„Während meiner Schulzeit auf Firaday war ich auch in diesem Zimmer.“
„Wirklich?“, fragte Hedwig erstaunt. „In diesem Zimmer?“, wunderte sich Marie.
„Ja, genau in diesem Zimmer.“, antwortete die Frau lächelnd, „Zusammen mit meiner Freundin Tyra. Es wäre gut möglich, dass ihr hier noch etwas Interessantes entdeckt.“ Während sie das sagte, zwinkerte sie den beiden Mädchen bedeutungsvoll zu. Wenig später verließ sie den Raum, nicht ohne Hedwig vorher noch gute Besserung zu wünschen. Stöhnend kroch Leo wieder unter dem Bett hervor und rappelte sich auf.

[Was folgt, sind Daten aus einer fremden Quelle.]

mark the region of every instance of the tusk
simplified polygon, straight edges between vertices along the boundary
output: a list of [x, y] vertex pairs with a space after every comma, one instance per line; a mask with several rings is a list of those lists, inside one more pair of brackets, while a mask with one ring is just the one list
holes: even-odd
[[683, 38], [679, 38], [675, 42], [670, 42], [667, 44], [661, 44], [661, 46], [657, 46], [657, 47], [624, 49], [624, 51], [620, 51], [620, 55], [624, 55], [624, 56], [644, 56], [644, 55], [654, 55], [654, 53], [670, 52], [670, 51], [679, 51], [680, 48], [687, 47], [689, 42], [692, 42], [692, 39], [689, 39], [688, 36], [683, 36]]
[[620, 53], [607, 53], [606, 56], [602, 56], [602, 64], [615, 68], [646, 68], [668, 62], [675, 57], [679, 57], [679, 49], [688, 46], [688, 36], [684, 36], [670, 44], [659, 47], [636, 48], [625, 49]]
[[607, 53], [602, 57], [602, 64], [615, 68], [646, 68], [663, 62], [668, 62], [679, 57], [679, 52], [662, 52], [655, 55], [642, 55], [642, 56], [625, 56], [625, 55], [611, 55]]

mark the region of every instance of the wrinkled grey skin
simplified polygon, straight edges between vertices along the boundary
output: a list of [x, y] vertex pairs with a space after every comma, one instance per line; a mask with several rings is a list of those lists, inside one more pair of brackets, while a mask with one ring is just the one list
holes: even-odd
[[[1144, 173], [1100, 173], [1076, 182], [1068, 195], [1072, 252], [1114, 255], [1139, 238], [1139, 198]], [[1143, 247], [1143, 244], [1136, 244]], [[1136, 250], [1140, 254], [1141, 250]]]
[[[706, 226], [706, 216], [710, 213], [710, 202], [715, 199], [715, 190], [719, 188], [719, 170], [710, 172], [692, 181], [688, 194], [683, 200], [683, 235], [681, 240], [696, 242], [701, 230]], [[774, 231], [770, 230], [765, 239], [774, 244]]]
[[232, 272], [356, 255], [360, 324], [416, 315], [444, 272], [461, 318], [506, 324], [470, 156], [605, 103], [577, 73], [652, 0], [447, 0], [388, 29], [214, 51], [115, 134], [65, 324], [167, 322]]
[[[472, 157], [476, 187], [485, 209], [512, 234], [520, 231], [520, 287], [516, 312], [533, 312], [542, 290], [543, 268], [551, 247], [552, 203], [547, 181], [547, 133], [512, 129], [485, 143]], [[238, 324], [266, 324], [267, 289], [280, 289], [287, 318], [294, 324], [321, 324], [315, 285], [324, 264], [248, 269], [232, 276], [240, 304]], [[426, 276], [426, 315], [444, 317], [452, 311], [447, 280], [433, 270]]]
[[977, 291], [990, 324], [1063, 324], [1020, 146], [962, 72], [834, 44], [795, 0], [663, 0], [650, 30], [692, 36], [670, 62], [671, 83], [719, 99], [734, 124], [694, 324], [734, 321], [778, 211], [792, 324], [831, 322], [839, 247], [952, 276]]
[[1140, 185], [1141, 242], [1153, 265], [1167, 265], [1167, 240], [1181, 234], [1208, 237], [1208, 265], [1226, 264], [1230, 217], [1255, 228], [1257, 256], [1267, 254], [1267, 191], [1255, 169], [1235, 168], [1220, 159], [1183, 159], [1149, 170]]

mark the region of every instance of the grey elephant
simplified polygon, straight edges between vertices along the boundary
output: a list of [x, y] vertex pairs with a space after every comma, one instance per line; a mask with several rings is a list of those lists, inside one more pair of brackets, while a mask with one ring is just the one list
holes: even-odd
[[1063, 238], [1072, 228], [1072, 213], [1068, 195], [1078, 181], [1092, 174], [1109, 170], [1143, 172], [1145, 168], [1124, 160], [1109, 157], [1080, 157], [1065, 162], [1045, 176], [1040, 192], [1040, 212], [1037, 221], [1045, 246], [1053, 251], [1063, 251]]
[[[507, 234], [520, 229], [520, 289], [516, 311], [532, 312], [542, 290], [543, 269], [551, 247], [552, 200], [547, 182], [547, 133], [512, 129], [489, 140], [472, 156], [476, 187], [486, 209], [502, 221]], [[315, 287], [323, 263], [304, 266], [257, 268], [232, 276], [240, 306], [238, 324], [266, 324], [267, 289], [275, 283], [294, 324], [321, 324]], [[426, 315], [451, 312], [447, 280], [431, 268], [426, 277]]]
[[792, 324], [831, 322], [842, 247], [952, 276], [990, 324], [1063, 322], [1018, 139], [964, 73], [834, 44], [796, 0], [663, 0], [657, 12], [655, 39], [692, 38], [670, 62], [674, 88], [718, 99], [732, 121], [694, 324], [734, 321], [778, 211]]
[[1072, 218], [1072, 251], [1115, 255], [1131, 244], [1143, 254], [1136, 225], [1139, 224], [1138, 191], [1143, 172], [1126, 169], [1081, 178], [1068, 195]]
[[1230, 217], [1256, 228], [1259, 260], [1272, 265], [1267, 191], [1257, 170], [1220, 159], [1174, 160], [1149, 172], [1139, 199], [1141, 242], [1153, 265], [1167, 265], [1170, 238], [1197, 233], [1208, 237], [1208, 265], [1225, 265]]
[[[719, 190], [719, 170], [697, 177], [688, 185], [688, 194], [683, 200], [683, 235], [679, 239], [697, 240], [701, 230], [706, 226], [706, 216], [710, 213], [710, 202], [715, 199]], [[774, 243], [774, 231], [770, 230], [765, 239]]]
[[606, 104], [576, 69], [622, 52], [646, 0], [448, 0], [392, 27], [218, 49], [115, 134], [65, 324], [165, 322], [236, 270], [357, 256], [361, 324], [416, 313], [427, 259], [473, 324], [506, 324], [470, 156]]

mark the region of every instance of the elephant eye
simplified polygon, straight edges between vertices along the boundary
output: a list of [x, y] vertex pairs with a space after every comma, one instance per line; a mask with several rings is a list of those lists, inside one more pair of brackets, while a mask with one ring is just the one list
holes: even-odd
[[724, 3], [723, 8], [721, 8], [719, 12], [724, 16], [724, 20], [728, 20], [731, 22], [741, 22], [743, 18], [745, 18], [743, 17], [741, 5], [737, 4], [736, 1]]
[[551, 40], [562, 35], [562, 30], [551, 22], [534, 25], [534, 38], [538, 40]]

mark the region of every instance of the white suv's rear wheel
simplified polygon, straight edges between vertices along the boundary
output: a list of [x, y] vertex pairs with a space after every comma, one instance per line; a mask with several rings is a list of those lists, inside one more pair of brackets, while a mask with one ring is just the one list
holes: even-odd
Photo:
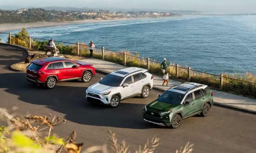
[[117, 96], [114, 96], [111, 98], [110, 101], [110, 106], [111, 107], [116, 107], [120, 103], [120, 98]]
[[141, 95], [143, 98], [146, 98], [148, 97], [149, 95], [150, 89], [148, 87], [145, 86], [143, 89], [142, 89], [142, 91], [141, 92]]

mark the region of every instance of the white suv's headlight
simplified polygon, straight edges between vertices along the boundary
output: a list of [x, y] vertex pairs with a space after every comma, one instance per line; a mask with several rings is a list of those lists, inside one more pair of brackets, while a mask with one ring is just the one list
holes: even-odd
[[164, 112], [160, 113], [160, 114], [161, 115], [165, 115], [170, 114], [170, 113], [171, 113], [171, 112], [172, 112], [172, 110], [169, 110], [169, 111], [166, 111], [166, 112]]
[[107, 92], [106, 93], [102, 93], [102, 94], [100, 94], [102, 96], [106, 96], [106, 95], [107, 95], [110, 94], [110, 92], [111, 92], [111, 91], [109, 91], [109, 92]]

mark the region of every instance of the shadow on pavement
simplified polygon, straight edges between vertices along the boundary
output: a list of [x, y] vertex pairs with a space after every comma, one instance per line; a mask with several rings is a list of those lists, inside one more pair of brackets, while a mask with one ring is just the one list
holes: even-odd
[[[21, 72], [0, 74], [0, 88], [6, 89], [5, 92], [14, 96], [18, 96], [18, 99], [22, 102], [46, 106], [53, 110], [65, 114], [67, 120], [79, 124], [132, 129], [161, 128], [148, 123], [142, 119], [142, 110], [145, 104], [138, 103], [141, 101], [148, 102], [149, 98], [144, 99], [137, 97], [128, 99], [122, 101], [119, 107], [111, 108], [85, 102], [85, 90], [92, 82], [62, 82], [57, 84], [54, 89], [48, 89], [44, 86], [37, 86], [27, 82], [25, 75], [25, 73]], [[93, 78], [95, 80], [92, 81], [96, 82], [99, 80], [99, 76], [98, 78]], [[82, 86], [68, 86], [74, 85], [74, 84]], [[68, 85], [63, 86], [62, 84]], [[22, 103], [19, 106], [21, 106]]]

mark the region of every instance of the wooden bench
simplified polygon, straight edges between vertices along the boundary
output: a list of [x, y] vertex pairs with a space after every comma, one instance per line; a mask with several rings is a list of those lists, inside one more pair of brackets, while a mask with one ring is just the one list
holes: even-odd
[[58, 53], [60, 53], [59, 51], [57, 51], [55, 50], [54, 47], [52, 47], [49, 46], [42, 45], [43, 48], [44, 50], [45, 51], [45, 54], [47, 55], [53, 54], [53, 56], [57, 56], [58, 55]]

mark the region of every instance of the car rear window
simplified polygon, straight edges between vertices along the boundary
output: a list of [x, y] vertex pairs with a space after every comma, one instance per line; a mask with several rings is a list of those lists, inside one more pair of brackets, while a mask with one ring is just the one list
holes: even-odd
[[63, 68], [64, 66], [62, 62], [53, 63], [53, 69]]
[[31, 70], [37, 71], [39, 70], [40, 68], [42, 68], [43, 65], [38, 65], [32, 63], [28, 66], [28, 69]]
[[201, 94], [201, 91], [200, 89], [197, 90], [194, 92], [194, 98], [196, 99], [199, 97], [200, 97], [202, 96]]
[[140, 73], [135, 74], [133, 75], [133, 80], [134, 80], [134, 82], [138, 81], [141, 80], [141, 75]]

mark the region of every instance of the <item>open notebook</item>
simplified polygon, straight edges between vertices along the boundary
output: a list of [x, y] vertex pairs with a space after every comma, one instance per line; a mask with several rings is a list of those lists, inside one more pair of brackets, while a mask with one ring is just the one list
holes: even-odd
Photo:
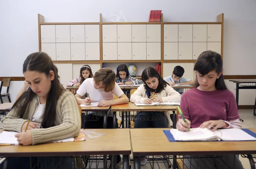
[[256, 141], [255, 137], [240, 129], [218, 129], [215, 132], [207, 128], [190, 129], [190, 130], [187, 132], [172, 129], [170, 131], [174, 139], [179, 141]]
[[[0, 134], [0, 146], [7, 145], [18, 145], [17, 138], [15, 135], [19, 133], [16, 132], [8, 132], [3, 131]], [[51, 143], [61, 143], [63, 142], [73, 142], [78, 141], [85, 141], [85, 138], [84, 130], [81, 129], [79, 135], [75, 137], [68, 138], [62, 140], [57, 140], [51, 142]]]
[[157, 102], [152, 102], [150, 104], [143, 104], [143, 103], [134, 103], [137, 106], [179, 106], [180, 103], [179, 102], [165, 102], [159, 103]]

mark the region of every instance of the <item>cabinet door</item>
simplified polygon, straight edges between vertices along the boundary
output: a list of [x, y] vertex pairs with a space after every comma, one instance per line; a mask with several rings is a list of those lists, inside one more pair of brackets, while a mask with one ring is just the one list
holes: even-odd
[[71, 43], [71, 60], [85, 60], [85, 43]]
[[116, 42], [116, 25], [102, 25], [103, 42]]
[[163, 43], [163, 59], [164, 60], [177, 60], [178, 51], [178, 42]]
[[178, 25], [164, 24], [163, 25], [163, 41], [177, 42], [178, 41]]
[[103, 60], [117, 59], [117, 43], [103, 43]]
[[131, 42], [131, 25], [117, 25], [117, 42]]
[[99, 60], [99, 43], [85, 43], [85, 60]]
[[221, 42], [207, 42], [207, 50], [216, 52], [221, 54]]
[[179, 60], [192, 59], [192, 42], [179, 43]]
[[161, 25], [147, 25], [147, 42], [161, 42]]
[[202, 52], [207, 51], [207, 42], [193, 43], [193, 59], [196, 60]]
[[71, 42], [85, 42], [84, 25], [70, 25]]
[[147, 43], [147, 60], [161, 60], [161, 42]]
[[133, 60], [147, 59], [147, 45], [146, 42], [132, 43]]
[[56, 42], [57, 43], [70, 42], [70, 25], [56, 25]]
[[56, 60], [56, 43], [41, 43], [41, 51], [48, 54], [52, 60]]
[[85, 25], [85, 42], [99, 42], [99, 25]]
[[70, 43], [56, 44], [57, 60], [70, 60]]
[[56, 42], [55, 25], [41, 25], [41, 43]]
[[208, 24], [207, 42], [221, 42], [221, 25]]
[[179, 25], [179, 42], [192, 42], [192, 25]]
[[146, 25], [131, 25], [132, 42], [146, 42]]
[[131, 42], [117, 43], [117, 60], [131, 60]]
[[207, 42], [207, 25], [193, 25], [193, 42]]

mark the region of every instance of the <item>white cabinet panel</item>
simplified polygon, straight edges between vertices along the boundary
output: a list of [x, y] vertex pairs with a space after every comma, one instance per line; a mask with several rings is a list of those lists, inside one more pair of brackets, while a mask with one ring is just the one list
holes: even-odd
[[146, 42], [132, 43], [132, 60], [147, 59]]
[[192, 42], [192, 25], [179, 25], [179, 42]]
[[146, 25], [132, 25], [133, 42], [146, 42]]
[[70, 42], [70, 25], [57, 25], [56, 27], [56, 42], [64, 43]]
[[85, 43], [85, 60], [99, 60], [99, 43]]
[[207, 42], [207, 25], [193, 25], [193, 42]]
[[192, 59], [192, 42], [179, 43], [179, 60], [191, 60]]
[[57, 60], [70, 60], [70, 43], [56, 44]]
[[164, 60], [177, 60], [178, 54], [178, 42], [163, 43]]
[[71, 43], [71, 60], [85, 60], [85, 43]]
[[41, 25], [41, 43], [56, 42], [55, 25]]
[[193, 43], [193, 59], [197, 59], [202, 52], [207, 51], [207, 42]]
[[85, 42], [84, 25], [71, 25], [71, 42]]
[[85, 42], [99, 42], [99, 25], [85, 25]]
[[41, 51], [48, 54], [52, 60], [56, 60], [56, 43], [41, 43]]
[[103, 60], [117, 59], [117, 43], [103, 43]]
[[208, 24], [207, 42], [221, 42], [221, 25]]
[[147, 43], [147, 60], [161, 60], [161, 42]]
[[117, 42], [131, 42], [131, 25], [117, 25]]
[[147, 25], [147, 42], [161, 42], [161, 25]]
[[221, 42], [207, 42], [207, 50], [216, 52], [221, 54]]
[[105, 42], [117, 42], [116, 25], [102, 25], [102, 41]]
[[117, 43], [117, 60], [131, 60], [131, 42]]

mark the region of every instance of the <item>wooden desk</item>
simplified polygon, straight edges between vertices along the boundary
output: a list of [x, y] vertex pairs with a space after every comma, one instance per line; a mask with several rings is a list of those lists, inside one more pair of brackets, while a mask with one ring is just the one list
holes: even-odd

„Das war knapp.“ Dann hustete er. „Da unten ist alles voller Staub.“, beschwerte er sich, „Das ist total eklig.“ Als nächstes musterte er prüfend seine Kleidung und stellte dann zufrieden fest: „Immerhin bin ich nicht nass geworden. Fast hätte die mich mit ihrem Wischmopp erwischt.“ „Och...“, machten die Mädchen spöttisch und kicherten, woraufhin Leo beleidigt das Gesicht verzog. Doch dann wurden sie wieder ernst. „Was meint ihr, was diese Andeutung sollte?“, fragte Marie irritiert, „Hat die Frau etwa von dem Geheimgang gesprochen?“ „Bestimmt.“, sagte Leo und ließ sich auf Maries Bett fallen. „Oder sie meinte etwas Anderes, das mit dem Gang zusammenhängt und das wir noch nicht entdeckt haben.“, vermutete Hedwig geheimnisvoll. Wie aufs Stichwort schob sich die Geheimtür unter einem der Betten mit einem leisen Knarzen zur Seite. Heraus kam Jonas. „Vielleicht sollte man das Bett doch mal an die Seite schieben.“, ächzte er, während er versuchte, darunter hervor in den Raum hinein zu kriechen, ohne sich ständig zu stoßen. Als er endlich wieder auf beiden Füßen stand, sagte er: „Ich soll euch abholen.“ „Abholen?“, fragte Marie verständnislos, „Warum?“ „Weil jetzt die AGs stattfinden, ihr Schnarchnasen.“, erinnerte er sie, „Hedwig soll nur gehen, wenn sie sich fit genug fühlt. Ich glaube Fräulein Quietsch bezweifelt, dass kranke Menschen anständig singen können.“ Nach einem gemurmelten Protest von Hedwig fuhr Jonas fort: „Alle AGs sammeln sich heute erst mal in der Einganghalle.“ Mit diesen Worten öffnete er die Tür zum Flur und trat hinaus. „Kommt ihr?“, fragte er, während er sich fragend zu den Anderen umdrehte. „Bist du sicher, dass das so eine gute Idee ist? Ich meine, sollten wir nicht lieber den Geheimgang benutzen? Herr Maschael ist hier vor kurzem vorbei spaziert.“, gab Leo zu bedenken. „Angsthase!“, rief Jonas, streckte ihm die Zunge raus und rannte davon. Leo raste ihm hinterher. Bevor Marie das Zimmer verließ, bemerkte sie noch augenverdrehend: „Jungs… die sind alle auf dem geistigen Niveau von Kindergartenkindern.“ Nachdem Hedwig ihr grinsend recht gegeben hatte, schloss sich die Tür.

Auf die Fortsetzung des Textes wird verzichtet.